Stonewall's findings show that an alarming number of LGBTQ+ people have experienced depression, anxiety and suicidal thoughts, at a far higher rate than the general population (according to Mind, one in six people in England report experiencing a mental health problem in any given week). "Despite some outstanding progress by committed individuals and institutions, we are still seeing a bleak picture of health – both mental and physical," Russell says. "Half of LGBTQ+ people have experienced depression, while 61% reported having episodes of anxiety," she says, citing the charity’s 2018 report on the impact of discrimination in healthcare.
These statistics are even more worrying among the trans community; and a severe lack of training and awareness around transgender issues leads to a poor standard of care when assistance is sought. In Stonewall’s study, two in five trans people accessing general healthcare services in the last year said that staff lacked understanding of specific trans health needs, while many have been misgendered during appointments. The LGBT Foundation reports that three in four trans people have been called the wrong name or pronoun by a health professional.
Numerous myths and misconceptions can also prevent LGBTQ+ patients from receiving the care they need. Smear tests, for example, are sometimes denied to patients on the assumption that they are not at risk of contracting HPV (a sexually transmitted virus which can develop into cervical abnormalities, leading to cervical cancer). This is a misconception, confirms Kate Sanger of Jo’s Cervical Trust; she explains that the test is relevant to any person with a cervix who has had any sexual contact with anyone, regardless of sexuality or gender.

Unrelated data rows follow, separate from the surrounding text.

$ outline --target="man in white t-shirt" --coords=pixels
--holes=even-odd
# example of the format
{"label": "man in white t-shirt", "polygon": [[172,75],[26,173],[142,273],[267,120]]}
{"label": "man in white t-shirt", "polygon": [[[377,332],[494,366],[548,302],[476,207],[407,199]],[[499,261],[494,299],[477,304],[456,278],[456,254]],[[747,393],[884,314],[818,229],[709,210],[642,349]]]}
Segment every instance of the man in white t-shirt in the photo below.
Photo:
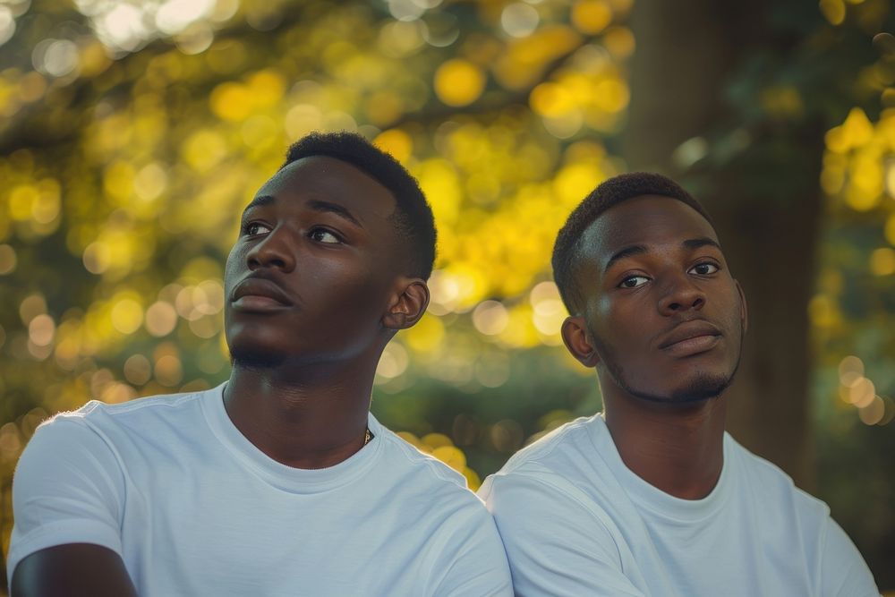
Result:
{"label": "man in white t-shirt", "polygon": [[724,431],[746,308],[700,204],[658,175],[609,179],[553,269],[604,410],[480,490],[516,595],[878,595],[826,505]]}
{"label": "man in white t-shirt", "polygon": [[18,465],[15,597],[510,595],[462,475],[369,413],[382,350],[429,303],[432,213],[352,133],[314,134],[243,213],[229,380],[38,428]]}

"We’ve had stories of gay women being told that they’re not at risk of contracting HPV because they’re not having penetrative sex with a man," she says. "Sadly, some of those women have gone on to develop cancer as a result [of abnormalities not being detected by a smear test]."
Recognising the need for inclusive language, Jo’s is also changing the way it talks about cervical screening. "Obviously if you don’t identify as a woman, and you see all the messaging is about women, you may not think it’s for you," Kate says, "or you may feel like an excluded group. We wanted to remove any barriers that were there, by talking in language that would include people."
In many cases, a lack of diversity training plays a major role in patients’ negative experiences, and initiatives like the LGBT Foundation’s Pride in Practice are working closely with the NHS to improve awareness of the unique issues that queer people face. Until doctors can create a safe environment where LGBTQ+ people feel confident and safe in accessing healthcare, mental and physical health problems in the community will continue to increase.